Y, ahora, ¿qué? ¿Eh?
¿Desfanatizarse o no desfanatizarse? He aquí la cuestión. La duda. La misma que llevaría al depre de Hamlet, frente a un dátil con forma de calavera, tras replanteársela una y otra vez, al borde mismo de un ictus cerebral. Sobre todo si en vez del príncipe de Dinamarca fuese un inmigrante de segunda generación en la Francia posterior al V-13.
No debe de ser nada fácil, en estos momentos, ejercer de musulmán en París. Pasear por sus bulevares. Entrar en un multicine. Beberse una 1664. Comprar media baguette. Calzar babuchas. Imagino la vehemencia de las miradas a su alrededor. Algo de lo que me han hablado, siempre a media voz, algunos colegas musulmanes. Miradas furtivas, cruzadas, lacerantes y odiosas que te clavan al pasar por las vías concurridas cuando no eres más que el extraño, el extranjero, el moro, el musulmán. Esas miradas que, a menudo, matan. Miradas atroces que se reproducen, cual carcinoma, metastaseándolo todo a tu paso, tras un atentado yihadista.

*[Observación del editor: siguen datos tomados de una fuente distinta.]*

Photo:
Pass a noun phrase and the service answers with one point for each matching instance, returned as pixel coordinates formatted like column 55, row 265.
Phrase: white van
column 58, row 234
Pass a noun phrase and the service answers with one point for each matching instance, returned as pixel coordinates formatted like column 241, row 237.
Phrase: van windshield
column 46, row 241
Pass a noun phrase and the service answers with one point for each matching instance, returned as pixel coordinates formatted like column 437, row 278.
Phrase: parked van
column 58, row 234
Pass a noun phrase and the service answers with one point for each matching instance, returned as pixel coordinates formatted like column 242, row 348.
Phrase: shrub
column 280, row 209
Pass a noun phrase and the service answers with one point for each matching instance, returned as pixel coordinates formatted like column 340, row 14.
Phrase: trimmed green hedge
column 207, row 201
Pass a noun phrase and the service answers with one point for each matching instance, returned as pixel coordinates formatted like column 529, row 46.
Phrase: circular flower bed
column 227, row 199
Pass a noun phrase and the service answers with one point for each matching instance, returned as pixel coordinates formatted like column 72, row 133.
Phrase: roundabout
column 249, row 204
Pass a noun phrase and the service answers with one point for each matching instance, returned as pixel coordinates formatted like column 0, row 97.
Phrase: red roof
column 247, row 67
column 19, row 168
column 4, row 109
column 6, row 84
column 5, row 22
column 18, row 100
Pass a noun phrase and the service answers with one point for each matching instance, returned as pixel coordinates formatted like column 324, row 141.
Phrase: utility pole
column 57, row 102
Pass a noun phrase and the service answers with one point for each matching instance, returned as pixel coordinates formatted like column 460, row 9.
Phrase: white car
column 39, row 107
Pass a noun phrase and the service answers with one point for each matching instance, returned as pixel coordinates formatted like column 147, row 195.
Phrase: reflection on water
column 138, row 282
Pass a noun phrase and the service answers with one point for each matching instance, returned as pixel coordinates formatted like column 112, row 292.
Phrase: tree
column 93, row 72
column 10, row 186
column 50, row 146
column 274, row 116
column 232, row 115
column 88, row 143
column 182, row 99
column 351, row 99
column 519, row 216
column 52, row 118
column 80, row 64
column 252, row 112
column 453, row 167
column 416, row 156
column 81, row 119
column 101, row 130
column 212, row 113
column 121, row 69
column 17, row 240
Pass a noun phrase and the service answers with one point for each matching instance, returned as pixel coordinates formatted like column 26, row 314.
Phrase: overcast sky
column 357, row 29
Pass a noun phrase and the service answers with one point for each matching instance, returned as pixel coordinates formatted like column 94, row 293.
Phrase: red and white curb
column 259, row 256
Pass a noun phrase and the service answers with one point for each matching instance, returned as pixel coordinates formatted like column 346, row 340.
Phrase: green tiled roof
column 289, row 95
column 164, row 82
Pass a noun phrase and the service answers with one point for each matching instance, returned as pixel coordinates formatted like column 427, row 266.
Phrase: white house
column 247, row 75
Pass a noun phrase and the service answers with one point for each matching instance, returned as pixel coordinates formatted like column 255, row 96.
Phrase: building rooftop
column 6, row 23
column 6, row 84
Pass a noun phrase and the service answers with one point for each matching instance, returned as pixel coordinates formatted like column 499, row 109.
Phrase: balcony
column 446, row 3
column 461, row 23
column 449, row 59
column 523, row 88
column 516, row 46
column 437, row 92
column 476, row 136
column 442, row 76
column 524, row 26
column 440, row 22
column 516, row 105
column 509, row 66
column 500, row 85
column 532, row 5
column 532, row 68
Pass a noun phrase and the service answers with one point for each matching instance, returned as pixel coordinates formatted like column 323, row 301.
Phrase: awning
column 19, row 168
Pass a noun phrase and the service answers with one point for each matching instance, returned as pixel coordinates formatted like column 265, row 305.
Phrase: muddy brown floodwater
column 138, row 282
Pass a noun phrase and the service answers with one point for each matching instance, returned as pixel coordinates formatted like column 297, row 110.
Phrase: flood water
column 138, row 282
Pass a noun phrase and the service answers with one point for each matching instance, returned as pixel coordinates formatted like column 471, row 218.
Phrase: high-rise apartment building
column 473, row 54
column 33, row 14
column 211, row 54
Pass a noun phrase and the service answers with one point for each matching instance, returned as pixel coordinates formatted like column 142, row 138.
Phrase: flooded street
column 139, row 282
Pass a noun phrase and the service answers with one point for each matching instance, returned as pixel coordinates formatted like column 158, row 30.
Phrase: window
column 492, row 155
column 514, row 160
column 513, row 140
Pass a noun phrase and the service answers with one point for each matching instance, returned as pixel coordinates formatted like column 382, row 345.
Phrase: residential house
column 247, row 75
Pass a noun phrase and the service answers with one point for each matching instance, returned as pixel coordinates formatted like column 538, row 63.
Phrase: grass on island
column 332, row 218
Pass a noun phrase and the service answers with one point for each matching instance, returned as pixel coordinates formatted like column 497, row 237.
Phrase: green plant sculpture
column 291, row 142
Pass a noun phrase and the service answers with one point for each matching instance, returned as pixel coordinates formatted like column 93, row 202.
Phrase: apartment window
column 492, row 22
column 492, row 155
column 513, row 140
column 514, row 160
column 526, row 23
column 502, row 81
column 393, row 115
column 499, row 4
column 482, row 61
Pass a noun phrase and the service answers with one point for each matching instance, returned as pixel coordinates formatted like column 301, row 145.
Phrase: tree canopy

No. No debe de ser sencillo, desde la noche del pasado viernes, caer en desgracia en tu ciudad. Recaer en las sospechas. Pagar, humillando la cabeza, una deuda sangrienta que no compartes. Heredar culpas ajenas hasta que llegues a dudar de un Dios, el tuyo, que habla sin mostrarse y a menudo obliga a inmolarse en su nombre.
Y, ahora, ¿qué? ¿Eh?
El principal delito de odio en España, y en la mayor parte de los países occidentales, es la islamofobia. Su vigencia no sólo es total, sino que hoy cobra visos de encarnizarse. Hasta el día en que admitamos que, como anunció clamando a las torpes nubes con su áspera voz Gloria Fuertes, "Dios, Alá y Mahoma tampoco evitan que caiga ensangrentada una paloma".